= Shabtai Ambron =

Italian Jewish philosopher and astronomer

Shabtai Ambron (שבתי עמברון; ) was an Italian Jewish philosopher and astronomer.

He lived in Rome in the first half of the eighteenth century. Ambron's life-work was a book on the universe, entitled Pancosmosophia, in which he made a systematic attempt to refute the astronomical views of Ptolemy, Copernicus, and Tycho Brahe, and to set up a cosmogony, the underlying principle of which was that the earth was flat. He attempted to support his views by an appeal to Jewish tradition and Kabbalah.
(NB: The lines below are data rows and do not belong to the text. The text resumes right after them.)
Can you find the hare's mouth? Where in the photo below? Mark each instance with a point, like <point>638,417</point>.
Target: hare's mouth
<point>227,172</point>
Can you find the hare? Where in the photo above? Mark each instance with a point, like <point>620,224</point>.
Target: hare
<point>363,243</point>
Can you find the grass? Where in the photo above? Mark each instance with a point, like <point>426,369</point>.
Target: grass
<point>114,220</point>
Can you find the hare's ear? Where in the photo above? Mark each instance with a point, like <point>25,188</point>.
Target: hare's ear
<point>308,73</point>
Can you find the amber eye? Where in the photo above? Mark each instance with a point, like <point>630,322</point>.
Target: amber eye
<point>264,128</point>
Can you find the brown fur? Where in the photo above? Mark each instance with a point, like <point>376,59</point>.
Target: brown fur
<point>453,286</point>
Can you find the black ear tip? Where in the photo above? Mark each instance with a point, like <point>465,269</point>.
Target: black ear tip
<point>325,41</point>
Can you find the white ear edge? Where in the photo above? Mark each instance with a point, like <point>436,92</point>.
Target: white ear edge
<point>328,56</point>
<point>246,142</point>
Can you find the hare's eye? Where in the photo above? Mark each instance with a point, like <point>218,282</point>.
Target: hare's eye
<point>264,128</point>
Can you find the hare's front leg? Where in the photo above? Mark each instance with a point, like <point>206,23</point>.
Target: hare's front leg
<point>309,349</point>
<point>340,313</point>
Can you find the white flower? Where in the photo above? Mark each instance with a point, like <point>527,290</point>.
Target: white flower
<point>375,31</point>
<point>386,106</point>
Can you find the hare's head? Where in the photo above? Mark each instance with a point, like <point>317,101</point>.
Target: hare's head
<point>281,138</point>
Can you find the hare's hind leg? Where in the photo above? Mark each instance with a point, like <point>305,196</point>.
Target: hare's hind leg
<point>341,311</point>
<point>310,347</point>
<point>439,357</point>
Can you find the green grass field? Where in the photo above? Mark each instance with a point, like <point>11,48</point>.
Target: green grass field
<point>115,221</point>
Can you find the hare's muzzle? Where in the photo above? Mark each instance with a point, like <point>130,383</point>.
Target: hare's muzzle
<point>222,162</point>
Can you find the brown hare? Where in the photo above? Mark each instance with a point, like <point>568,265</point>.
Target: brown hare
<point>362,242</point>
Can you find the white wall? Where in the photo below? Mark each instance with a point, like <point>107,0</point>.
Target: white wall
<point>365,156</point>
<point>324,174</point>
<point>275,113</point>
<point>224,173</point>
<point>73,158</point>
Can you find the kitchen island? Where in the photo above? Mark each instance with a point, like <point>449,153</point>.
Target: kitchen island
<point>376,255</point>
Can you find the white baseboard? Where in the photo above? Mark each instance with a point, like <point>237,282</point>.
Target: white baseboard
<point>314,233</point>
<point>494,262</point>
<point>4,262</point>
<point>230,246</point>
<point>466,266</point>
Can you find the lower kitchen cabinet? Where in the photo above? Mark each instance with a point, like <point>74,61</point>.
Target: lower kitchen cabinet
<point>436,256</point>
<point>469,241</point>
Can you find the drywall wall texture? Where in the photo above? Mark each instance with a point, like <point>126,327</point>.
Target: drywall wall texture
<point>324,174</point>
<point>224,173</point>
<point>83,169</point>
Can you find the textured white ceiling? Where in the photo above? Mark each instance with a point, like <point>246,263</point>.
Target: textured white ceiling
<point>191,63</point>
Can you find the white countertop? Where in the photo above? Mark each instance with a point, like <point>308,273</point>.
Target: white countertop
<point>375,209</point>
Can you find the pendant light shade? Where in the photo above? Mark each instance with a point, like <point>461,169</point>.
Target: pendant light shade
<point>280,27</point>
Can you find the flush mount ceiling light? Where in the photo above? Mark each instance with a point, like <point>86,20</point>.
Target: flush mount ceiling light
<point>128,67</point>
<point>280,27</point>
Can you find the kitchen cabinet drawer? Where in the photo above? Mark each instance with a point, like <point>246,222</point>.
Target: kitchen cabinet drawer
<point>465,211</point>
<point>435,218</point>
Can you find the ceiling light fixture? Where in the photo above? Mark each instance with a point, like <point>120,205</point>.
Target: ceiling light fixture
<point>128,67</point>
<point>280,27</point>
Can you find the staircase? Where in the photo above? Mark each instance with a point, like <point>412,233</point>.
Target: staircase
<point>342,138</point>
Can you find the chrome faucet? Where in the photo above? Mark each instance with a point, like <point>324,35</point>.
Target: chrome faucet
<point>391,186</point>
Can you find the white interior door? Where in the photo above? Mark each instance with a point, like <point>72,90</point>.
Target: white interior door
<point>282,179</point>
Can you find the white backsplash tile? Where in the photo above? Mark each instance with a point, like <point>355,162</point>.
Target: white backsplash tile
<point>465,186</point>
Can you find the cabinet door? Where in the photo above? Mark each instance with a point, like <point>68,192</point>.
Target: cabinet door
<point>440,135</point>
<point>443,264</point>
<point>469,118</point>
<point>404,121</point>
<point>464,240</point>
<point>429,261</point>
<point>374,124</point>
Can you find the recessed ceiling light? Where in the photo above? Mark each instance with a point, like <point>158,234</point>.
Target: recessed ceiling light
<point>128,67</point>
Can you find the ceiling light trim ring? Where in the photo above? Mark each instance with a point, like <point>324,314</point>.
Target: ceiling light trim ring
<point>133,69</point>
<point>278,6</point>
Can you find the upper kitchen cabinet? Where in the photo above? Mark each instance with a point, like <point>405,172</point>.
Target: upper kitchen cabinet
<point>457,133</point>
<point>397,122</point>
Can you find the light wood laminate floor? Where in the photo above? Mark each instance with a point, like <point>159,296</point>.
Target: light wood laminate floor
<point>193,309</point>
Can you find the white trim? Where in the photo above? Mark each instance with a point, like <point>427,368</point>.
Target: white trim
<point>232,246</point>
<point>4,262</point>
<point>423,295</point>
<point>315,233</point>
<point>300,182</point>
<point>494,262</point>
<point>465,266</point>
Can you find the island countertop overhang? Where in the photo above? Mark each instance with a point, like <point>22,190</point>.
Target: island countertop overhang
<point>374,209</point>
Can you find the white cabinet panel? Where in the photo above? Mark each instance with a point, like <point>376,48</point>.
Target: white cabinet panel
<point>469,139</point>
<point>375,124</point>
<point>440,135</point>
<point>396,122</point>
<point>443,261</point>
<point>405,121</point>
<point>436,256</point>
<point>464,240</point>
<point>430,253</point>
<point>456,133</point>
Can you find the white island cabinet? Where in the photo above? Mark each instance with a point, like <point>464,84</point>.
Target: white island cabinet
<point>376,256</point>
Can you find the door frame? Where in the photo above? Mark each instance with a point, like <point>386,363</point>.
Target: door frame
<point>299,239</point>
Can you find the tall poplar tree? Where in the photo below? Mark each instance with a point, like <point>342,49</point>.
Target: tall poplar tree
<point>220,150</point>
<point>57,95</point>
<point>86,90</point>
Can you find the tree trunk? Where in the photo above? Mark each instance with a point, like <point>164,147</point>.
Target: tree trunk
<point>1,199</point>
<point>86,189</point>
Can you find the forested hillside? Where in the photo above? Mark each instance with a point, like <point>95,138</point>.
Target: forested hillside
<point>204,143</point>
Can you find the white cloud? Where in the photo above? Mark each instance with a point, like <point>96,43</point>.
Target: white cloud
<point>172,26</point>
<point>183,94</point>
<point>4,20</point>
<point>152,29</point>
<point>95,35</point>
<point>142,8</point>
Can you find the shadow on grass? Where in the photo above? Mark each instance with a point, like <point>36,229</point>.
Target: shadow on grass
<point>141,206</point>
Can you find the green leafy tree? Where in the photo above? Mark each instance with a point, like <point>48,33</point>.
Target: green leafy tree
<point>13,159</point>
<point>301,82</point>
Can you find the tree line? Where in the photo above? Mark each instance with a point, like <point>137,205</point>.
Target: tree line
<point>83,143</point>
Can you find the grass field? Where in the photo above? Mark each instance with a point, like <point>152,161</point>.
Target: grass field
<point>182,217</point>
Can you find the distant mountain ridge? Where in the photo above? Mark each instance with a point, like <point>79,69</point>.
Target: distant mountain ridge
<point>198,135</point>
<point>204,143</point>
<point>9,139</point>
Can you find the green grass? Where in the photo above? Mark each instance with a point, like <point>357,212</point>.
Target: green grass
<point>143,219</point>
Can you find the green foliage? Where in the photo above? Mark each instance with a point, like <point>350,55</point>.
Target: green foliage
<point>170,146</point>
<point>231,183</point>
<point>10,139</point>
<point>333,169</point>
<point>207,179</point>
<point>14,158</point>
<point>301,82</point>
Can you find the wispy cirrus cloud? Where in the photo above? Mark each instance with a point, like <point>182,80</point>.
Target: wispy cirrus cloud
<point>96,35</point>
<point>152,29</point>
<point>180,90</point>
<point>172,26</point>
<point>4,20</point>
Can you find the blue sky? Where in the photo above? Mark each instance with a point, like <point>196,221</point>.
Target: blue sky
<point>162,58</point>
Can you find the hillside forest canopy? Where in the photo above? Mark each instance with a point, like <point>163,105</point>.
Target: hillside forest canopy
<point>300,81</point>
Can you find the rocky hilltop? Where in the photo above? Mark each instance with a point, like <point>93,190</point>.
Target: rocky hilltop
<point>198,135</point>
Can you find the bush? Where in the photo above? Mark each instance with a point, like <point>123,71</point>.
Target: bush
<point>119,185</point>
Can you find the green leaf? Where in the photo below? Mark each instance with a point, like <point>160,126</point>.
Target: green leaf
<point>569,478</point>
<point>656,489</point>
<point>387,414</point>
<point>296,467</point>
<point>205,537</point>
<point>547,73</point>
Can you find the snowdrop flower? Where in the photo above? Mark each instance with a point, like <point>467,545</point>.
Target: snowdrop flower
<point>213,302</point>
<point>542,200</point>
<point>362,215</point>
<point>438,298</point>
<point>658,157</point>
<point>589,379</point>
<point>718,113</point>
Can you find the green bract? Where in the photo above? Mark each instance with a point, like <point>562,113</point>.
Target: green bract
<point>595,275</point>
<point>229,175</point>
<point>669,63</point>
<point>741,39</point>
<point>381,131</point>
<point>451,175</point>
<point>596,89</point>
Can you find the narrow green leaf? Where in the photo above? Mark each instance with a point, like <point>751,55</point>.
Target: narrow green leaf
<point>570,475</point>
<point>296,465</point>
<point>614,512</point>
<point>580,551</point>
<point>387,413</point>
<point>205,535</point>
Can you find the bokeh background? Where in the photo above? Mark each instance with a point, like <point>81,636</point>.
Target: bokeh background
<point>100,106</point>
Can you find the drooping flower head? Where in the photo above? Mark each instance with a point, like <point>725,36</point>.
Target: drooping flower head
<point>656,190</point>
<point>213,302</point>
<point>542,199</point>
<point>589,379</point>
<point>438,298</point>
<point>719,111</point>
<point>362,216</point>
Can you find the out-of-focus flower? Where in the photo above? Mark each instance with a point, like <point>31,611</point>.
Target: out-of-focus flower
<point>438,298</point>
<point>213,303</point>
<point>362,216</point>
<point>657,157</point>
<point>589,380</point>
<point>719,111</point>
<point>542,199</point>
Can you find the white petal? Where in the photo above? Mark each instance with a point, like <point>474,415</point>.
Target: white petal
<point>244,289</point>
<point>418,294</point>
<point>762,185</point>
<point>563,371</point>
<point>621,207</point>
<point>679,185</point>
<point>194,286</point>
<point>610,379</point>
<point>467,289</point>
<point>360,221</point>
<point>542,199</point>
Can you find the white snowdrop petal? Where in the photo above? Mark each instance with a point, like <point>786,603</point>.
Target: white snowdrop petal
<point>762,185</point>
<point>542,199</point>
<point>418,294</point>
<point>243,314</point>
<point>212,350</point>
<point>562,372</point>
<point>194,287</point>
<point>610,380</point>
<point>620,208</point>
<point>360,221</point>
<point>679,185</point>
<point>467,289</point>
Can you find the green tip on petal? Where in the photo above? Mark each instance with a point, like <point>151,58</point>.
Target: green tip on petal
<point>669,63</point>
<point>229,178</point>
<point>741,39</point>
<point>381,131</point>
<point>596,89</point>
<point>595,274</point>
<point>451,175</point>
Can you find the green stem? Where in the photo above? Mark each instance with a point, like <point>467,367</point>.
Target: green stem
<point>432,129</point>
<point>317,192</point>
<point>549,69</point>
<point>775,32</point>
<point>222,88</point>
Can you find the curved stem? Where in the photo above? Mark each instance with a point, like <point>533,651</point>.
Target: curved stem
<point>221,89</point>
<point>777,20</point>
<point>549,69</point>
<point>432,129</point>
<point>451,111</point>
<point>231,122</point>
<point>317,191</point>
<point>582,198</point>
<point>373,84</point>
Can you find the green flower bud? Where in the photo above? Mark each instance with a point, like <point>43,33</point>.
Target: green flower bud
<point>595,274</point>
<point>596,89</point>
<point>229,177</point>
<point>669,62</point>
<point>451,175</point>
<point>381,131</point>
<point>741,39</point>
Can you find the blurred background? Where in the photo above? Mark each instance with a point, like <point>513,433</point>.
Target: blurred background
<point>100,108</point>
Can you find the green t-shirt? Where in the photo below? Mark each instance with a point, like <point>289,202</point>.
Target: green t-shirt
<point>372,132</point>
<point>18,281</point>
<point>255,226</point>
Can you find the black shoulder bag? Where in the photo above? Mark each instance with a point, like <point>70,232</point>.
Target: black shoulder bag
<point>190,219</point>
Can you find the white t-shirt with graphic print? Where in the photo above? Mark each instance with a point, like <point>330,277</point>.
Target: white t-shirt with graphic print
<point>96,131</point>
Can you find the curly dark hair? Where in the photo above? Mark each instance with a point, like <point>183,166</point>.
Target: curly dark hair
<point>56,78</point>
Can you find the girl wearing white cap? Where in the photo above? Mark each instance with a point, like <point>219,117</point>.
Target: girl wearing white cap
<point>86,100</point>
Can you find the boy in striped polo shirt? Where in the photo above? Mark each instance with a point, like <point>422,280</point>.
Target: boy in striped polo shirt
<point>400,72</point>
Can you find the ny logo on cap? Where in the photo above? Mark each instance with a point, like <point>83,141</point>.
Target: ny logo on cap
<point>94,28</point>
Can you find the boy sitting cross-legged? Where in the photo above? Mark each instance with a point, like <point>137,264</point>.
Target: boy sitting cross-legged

The author had already prepared some hundred copperplates to illustrate his theories, when the Roman Inquisition prohibited the printing of the work. Ambron sent his manuscripts to Venice, but here also his efforts were frustrated by the papal nuncio, Mattei. On learning that German scholars were interested in his work, he sent it with the plates to the publisher of the Neuer Bücher-Saalder Gelehrten-Welt in Leipzig, but it does not appear to have been printed.

Ambron also devoted considerable work to a projected Bibliotheca Rabbinica, with the intention of correcting Bartolocci's errors and misconceptions. This manuscript shared the fate of the foregoing.

In 1721 he was a member of the Congrega, the representative body of the Jewish community in Rome.